Thursday, January 3, 2013

Small & Big Data processing philosophies

In this first post of 2013, I would like to cover some fundamental philosophical aspects of “data” & “processing”.
As the buzz around “Big Data” going on high, I have classified the original structured, relational data as “small data” even though some very large databases I have seen having 100+ Terabytes of data with an IO volume of 150+ Terabytes per day.  
Present day data processing predominantly uses Von-Neumann architecture of computing in which “Data” and its “processing” are distinct and separated into “memory” and “processor” connected by a “bus”.  Any data that need to be processed will be moved into processor using the bus and then the required arithmetic or logical operation happens on it producing the “result” of the operation. Then the result will be moved to “memory/storage” for further reference.  Also, the list of operations to be performed (the processing logic or program) is stored in the “memory” as well. One needs to move the next instruction to be carried out into the processor from memory using the bus.
So in essence both the data and the operation that needs performing will be in memory which can’t process data and the facility that can process data is always dependent on the memory in the Von-Neumann architecture.

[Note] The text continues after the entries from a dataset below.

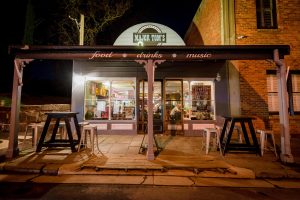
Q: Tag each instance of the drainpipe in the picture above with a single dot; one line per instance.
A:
(13, 149)
(150, 66)
(286, 155)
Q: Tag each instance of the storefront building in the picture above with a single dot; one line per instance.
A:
(219, 72)
(116, 93)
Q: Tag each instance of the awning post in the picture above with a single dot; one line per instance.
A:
(13, 149)
(150, 66)
(286, 155)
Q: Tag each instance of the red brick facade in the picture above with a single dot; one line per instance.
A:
(205, 28)
(253, 79)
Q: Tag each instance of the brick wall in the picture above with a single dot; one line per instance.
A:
(206, 26)
(253, 73)
(206, 29)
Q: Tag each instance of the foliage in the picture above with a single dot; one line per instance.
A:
(59, 26)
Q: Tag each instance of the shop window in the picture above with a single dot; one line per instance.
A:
(294, 93)
(266, 14)
(123, 100)
(109, 99)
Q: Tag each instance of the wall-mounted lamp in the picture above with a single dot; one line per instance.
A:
(218, 77)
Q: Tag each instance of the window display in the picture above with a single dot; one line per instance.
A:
(111, 99)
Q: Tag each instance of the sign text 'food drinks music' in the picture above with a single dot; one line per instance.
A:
(153, 55)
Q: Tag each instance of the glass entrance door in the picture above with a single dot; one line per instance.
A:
(157, 106)
(173, 119)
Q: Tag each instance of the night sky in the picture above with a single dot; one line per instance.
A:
(176, 14)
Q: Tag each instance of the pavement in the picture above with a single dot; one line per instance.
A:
(182, 161)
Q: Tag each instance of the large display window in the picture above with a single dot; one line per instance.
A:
(199, 100)
(110, 99)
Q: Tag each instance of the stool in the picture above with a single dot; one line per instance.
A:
(264, 134)
(35, 129)
(92, 130)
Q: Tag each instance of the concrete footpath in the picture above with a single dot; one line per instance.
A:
(182, 162)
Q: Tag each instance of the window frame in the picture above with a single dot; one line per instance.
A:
(289, 90)
(261, 17)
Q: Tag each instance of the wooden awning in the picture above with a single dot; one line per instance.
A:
(171, 53)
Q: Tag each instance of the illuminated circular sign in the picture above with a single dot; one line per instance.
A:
(149, 34)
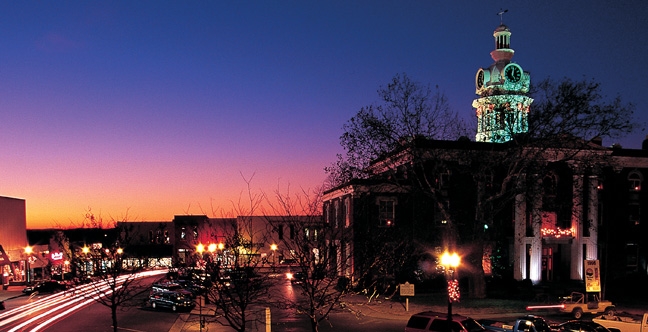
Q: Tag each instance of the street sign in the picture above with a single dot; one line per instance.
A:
(407, 289)
(592, 276)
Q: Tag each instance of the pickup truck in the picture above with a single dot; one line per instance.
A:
(577, 304)
(529, 323)
(623, 324)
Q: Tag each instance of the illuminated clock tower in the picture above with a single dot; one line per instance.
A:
(502, 107)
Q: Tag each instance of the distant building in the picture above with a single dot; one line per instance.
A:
(13, 240)
(576, 210)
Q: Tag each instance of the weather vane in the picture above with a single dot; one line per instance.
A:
(501, 13)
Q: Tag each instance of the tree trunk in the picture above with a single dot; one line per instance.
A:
(113, 310)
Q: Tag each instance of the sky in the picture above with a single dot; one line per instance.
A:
(142, 110)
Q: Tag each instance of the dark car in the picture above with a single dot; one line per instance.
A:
(49, 286)
(171, 287)
(579, 326)
(296, 277)
(171, 300)
(437, 321)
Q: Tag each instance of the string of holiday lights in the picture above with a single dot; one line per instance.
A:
(453, 290)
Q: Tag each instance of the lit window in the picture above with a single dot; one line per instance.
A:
(634, 213)
(634, 181)
(386, 212)
(347, 219)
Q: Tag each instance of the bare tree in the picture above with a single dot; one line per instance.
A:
(240, 283)
(408, 142)
(107, 272)
(319, 261)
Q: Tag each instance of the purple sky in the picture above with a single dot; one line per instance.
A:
(155, 108)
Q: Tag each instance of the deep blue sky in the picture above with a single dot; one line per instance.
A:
(155, 108)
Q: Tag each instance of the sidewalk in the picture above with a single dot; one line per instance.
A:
(11, 292)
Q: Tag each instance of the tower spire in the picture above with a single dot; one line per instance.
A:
(501, 14)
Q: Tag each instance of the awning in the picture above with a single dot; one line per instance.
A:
(4, 259)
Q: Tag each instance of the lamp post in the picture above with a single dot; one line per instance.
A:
(273, 247)
(28, 251)
(200, 248)
(450, 262)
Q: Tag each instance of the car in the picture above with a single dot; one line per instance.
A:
(437, 321)
(171, 300)
(173, 287)
(296, 277)
(49, 286)
(579, 326)
(578, 303)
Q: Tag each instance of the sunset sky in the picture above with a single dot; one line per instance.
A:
(148, 109)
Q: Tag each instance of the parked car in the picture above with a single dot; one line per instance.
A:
(622, 323)
(581, 326)
(49, 286)
(529, 323)
(171, 287)
(172, 300)
(578, 303)
(296, 277)
(436, 321)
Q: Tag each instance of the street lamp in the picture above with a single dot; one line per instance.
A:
(28, 251)
(273, 247)
(200, 248)
(450, 262)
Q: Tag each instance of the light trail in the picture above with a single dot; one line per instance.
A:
(551, 306)
(58, 305)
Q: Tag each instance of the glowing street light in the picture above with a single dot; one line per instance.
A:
(28, 251)
(273, 247)
(450, 262)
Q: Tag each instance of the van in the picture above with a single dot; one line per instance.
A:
(172, 300)
(437, 321)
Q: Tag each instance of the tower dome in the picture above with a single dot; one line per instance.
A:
(502, 107)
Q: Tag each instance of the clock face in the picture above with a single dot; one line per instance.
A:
(479, 80)
(513, 73)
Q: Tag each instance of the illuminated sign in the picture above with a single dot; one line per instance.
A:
(592, 276)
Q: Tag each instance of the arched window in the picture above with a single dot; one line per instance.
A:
(549, 184)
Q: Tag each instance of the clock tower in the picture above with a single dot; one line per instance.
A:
(502, 107)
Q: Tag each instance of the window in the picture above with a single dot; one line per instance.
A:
(634, 212)
(336, 214)
(549, 185)
(386, 212)
(634, 181)
(280, 232)
(347, 214)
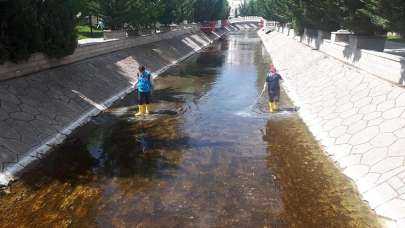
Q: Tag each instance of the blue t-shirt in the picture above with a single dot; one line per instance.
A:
(144, 82)
(273, 81)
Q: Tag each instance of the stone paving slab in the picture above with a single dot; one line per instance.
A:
(38, 111)
(360, 119)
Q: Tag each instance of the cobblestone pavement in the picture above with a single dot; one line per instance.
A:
(39, 110)
(359, 118)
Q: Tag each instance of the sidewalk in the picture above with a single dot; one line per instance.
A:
(358, 118)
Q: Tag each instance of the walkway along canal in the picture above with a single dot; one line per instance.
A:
(203, 159)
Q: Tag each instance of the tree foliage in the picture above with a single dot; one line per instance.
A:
(29, 26)
(360, 16)
(48, 26)
(210, 10)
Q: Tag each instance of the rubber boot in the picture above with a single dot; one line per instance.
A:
(147, 109)
(141, 110)
(275, 106)
(271, 109)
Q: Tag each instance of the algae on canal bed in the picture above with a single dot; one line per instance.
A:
(196, 163)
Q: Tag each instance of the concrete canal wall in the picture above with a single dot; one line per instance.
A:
(38, 110)
(357, 114)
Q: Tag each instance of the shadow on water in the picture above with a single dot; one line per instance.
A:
(198, 166)
(311, 199)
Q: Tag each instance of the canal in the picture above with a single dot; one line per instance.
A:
(209, 156)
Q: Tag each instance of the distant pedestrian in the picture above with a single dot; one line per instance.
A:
(145, 87)
(100, 25)
(273, 80)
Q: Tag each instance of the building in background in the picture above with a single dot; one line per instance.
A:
(235, 6)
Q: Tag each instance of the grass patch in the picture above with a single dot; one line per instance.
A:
(83, 32)
(396, 38)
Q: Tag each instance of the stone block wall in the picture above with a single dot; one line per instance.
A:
(357, 116)
(39, 110)
(38, 62)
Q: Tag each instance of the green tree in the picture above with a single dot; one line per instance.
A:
(115, 12)
(391, 15)
(29, 26)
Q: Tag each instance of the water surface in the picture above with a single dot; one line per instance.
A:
(210, 156)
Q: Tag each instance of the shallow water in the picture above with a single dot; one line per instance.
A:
(209, 156)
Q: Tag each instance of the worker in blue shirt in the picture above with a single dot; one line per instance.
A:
(273, 80)
(144, 86)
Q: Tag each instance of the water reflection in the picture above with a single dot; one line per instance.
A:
(194, 162)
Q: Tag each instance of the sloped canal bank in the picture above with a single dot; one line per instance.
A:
(204, 159)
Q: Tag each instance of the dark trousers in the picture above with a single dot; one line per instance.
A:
(143, 98)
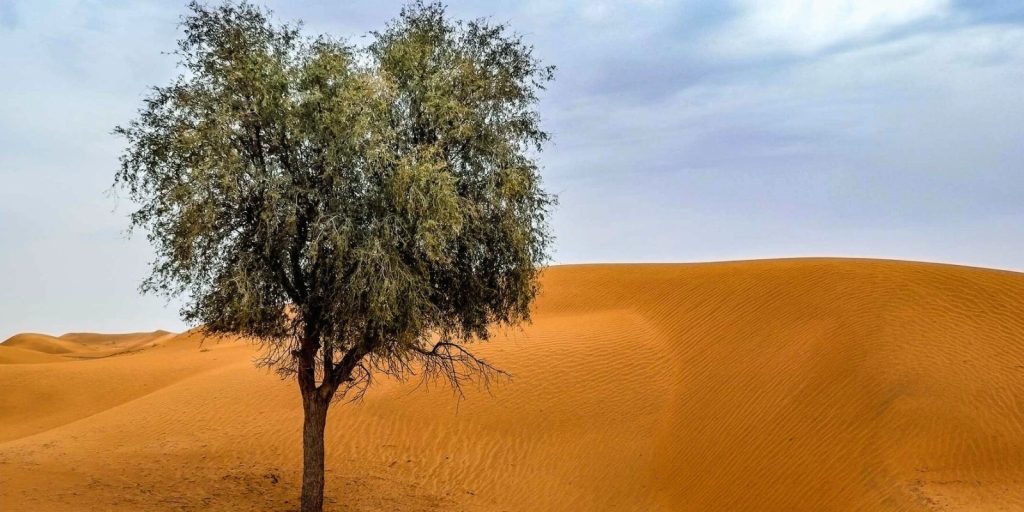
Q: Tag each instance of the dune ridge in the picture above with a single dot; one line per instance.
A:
(771, 385)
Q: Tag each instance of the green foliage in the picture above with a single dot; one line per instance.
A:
(353, 209)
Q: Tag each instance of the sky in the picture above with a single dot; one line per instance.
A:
(682, 131)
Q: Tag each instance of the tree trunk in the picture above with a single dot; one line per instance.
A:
(314, 409)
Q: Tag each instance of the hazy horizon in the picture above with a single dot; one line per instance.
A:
(682, 131)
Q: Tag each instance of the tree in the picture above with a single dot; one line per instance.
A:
(355, 211)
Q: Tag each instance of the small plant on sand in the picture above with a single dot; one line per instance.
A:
(356, 211)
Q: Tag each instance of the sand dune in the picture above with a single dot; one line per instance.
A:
(783, 385)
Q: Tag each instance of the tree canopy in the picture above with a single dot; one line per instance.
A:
(356, 210)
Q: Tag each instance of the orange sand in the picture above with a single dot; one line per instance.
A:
(786, 385)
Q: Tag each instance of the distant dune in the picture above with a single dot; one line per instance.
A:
(777, 385)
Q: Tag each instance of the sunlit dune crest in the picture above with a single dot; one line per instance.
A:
(773, 385)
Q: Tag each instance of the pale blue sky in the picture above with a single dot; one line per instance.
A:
(683, 131)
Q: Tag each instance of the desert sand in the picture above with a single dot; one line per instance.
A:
(775, 385)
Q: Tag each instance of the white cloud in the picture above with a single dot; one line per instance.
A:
(805, 27)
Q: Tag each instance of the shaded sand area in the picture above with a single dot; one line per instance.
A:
(783, 385)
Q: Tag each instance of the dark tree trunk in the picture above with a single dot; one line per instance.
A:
(314, 409)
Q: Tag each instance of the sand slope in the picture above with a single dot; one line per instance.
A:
(785, 385)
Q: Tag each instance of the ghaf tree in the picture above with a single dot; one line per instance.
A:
(356, 211)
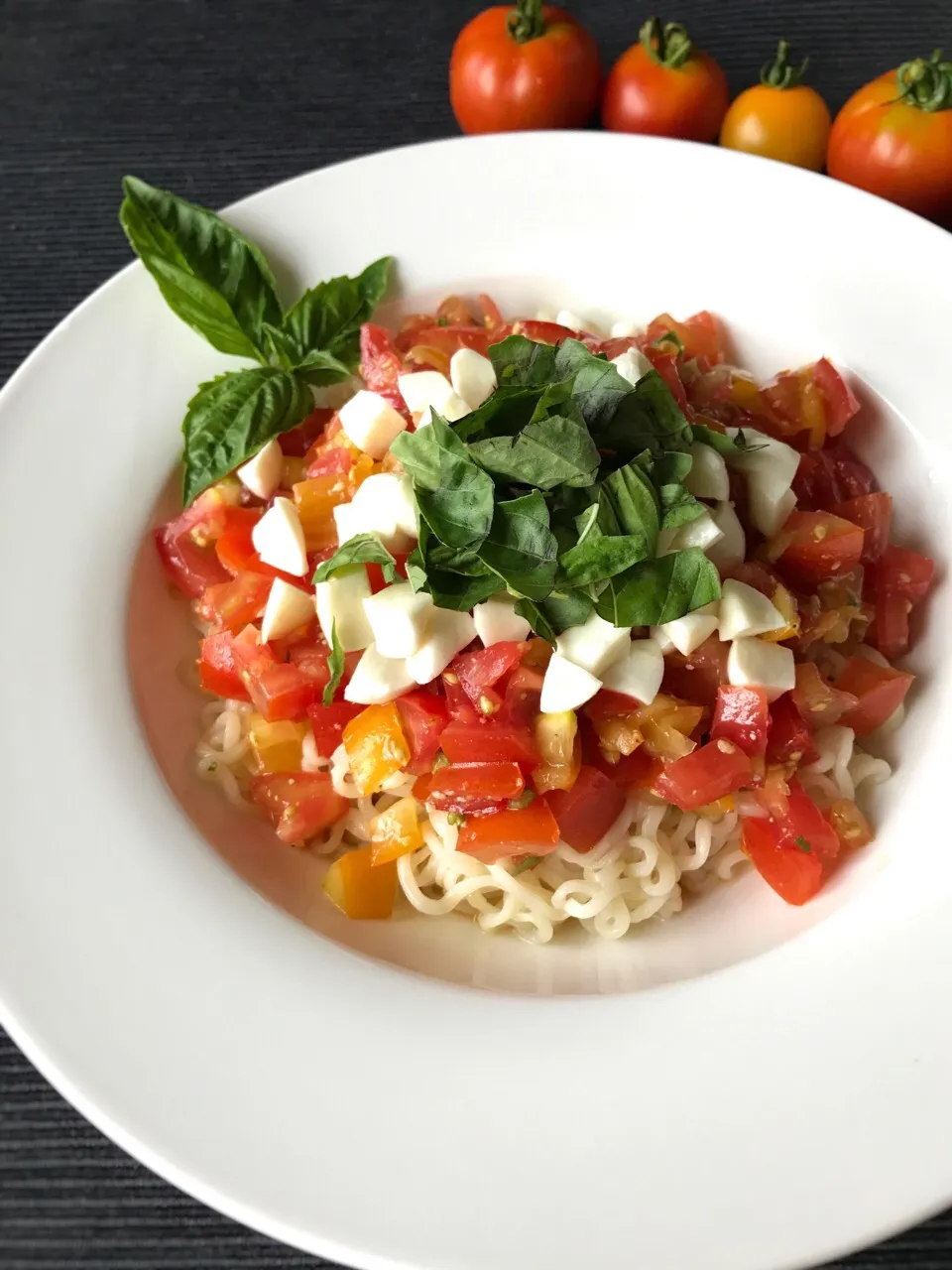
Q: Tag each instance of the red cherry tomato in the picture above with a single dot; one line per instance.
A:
(893, 137)
(521, 67)
(665, 86)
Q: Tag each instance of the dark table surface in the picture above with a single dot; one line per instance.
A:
(217, 99)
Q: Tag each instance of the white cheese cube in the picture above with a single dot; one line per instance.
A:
(593, 645)
(262, 474)
(689, 631)
(287, 608)
(746, 612)
(371, 422)
(753, 663)
(633, 365)
(280, 540)
(340, 602)
(377, 680)
(448, 634)
(708, 474)
(566, 686)
(399, 619)
(730, 549)
(497, 620)
(472, 376)
(639, 674)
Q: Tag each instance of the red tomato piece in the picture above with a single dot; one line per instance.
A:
(298, 804)
(531, 830)
(422, 715)
(879, 691)
(705, 776)
(742, 715)
(474, 788)
(588, 810)
(874, 515)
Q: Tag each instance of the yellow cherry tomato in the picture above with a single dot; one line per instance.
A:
(779, 117)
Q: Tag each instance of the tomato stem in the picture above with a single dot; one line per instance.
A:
(669, 44)
(780, 71)
(925, 82)
(526, 21)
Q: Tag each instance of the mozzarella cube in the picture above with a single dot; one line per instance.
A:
(262, 474)
(689, 631)
(497, 620)
(340, 603)
(280, 540)
(377, 680)
(371, 422)
(708, 474)
(633, 365)
(746, 612)
(399, 619)
(639, 674)
(753, 663)
(472, 375)
(448, 634)
(287, 608)
(593, 645)
(730, 549)
(566, 686)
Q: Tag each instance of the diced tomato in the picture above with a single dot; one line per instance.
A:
(327, 724)
(489, 742)
(530, 830)
(424, 715)
(588, 811)
(218, 670)
(874, 515)
(816, 545)
(742, 715)
(474, 788)
(789, 740)
(298, 804)
(879, 691)
(381, 365)
(705, 776)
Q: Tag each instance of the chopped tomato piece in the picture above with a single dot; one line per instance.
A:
(472, 788)
(874, 515)
(705, 776)
(424, 715)
(789, 740)
(376, 747)
(493, 740)
(742, 715)
(359, 888)
(587, 811)
(530, 830)
(815, 545)
(298, 804)
(879, 691)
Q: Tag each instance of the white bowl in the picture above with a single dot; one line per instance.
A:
(777, 1089)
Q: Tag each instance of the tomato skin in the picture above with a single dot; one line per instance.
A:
(687, 100)
(498, 84)
(588, 811)
(791, 125)
(893, 149)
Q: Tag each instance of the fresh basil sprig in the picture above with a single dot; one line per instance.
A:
(218, 282)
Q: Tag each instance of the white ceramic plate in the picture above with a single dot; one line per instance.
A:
(774, 1092)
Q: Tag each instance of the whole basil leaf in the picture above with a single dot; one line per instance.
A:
(230, 418)
(208, 273)
(521, 548)
(657, 590)
(453, 494)
(362, 549)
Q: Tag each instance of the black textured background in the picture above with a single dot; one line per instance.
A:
(214, 99)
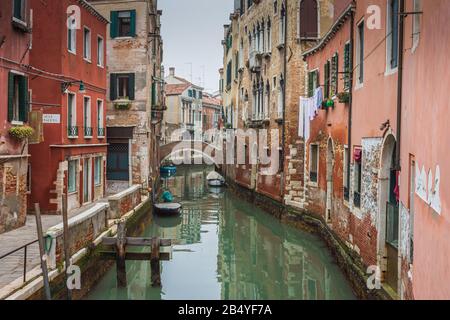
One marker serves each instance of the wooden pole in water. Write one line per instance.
(154, 263)
(66, 241)
(42, 254)
(120, 255)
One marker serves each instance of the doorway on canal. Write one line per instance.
(226, 248)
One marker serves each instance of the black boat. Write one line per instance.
(167, 209)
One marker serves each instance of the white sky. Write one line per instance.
(192, 32)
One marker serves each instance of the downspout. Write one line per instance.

Traditionally, the “data” has been moved into a place where the processing logic is deployed as the amount of data is small when compared to the amount of processing needed is relatively large involving the complex logic. In the RDBMS engines like Oracle read the blocks of storage into the SGA buffer cache of running database instance for processing. The transactions were modifying small amounts of data at any given time.
Over a period of time “analytical processing” that required to bring huge amounts of data from storage into processing node which created a bottleneck on the network pipe. Add to that there is a large growth in the semi-structured and unstructured data that started flowing which needed a different philosophy towards data processing.
There comes the HDFS and map-reduce framework of Hadoop which took the processing to the data. During the same time comes Oracle Exadata which took the database processing to storage layer with a feature called “query offloading”
In the new paradigm, the snippets of processing logic are being taken to a cluster of connected nodes where the data mapped with a hashing algorithm resides and results of processing then reduced to finally produce result sets. It is now becoming economical to take the processing to data as the amount of data is relatively large and the required processing is fairly simple tasks of matching, aggregating, indexing etc.,
So, we now have choice of taking small amounts of data to complex processing with structured RDBMS engines with shared-everything architecture of traditional model as well as taking processing to data in the shared-nothing big data architectures. It purely depends on the type of “data processing” problem in hand and neither traditional RDBMS technologies will be replaced by new big data architectures, nor could the new big-data problems be solved by traditional RDBMS technologies. They go hand-in-hand complementing each other while adding value to the business when properly implemented.
The non-Von-Neumann architectures still need better attention by the technologists which will probably hold the key to the way human brain processes and deals with the information seamlessly either it is structured or non-structured streams of voice, video etc., with ease. 
Any non-Von-Neumann architecture enthusiasts over here?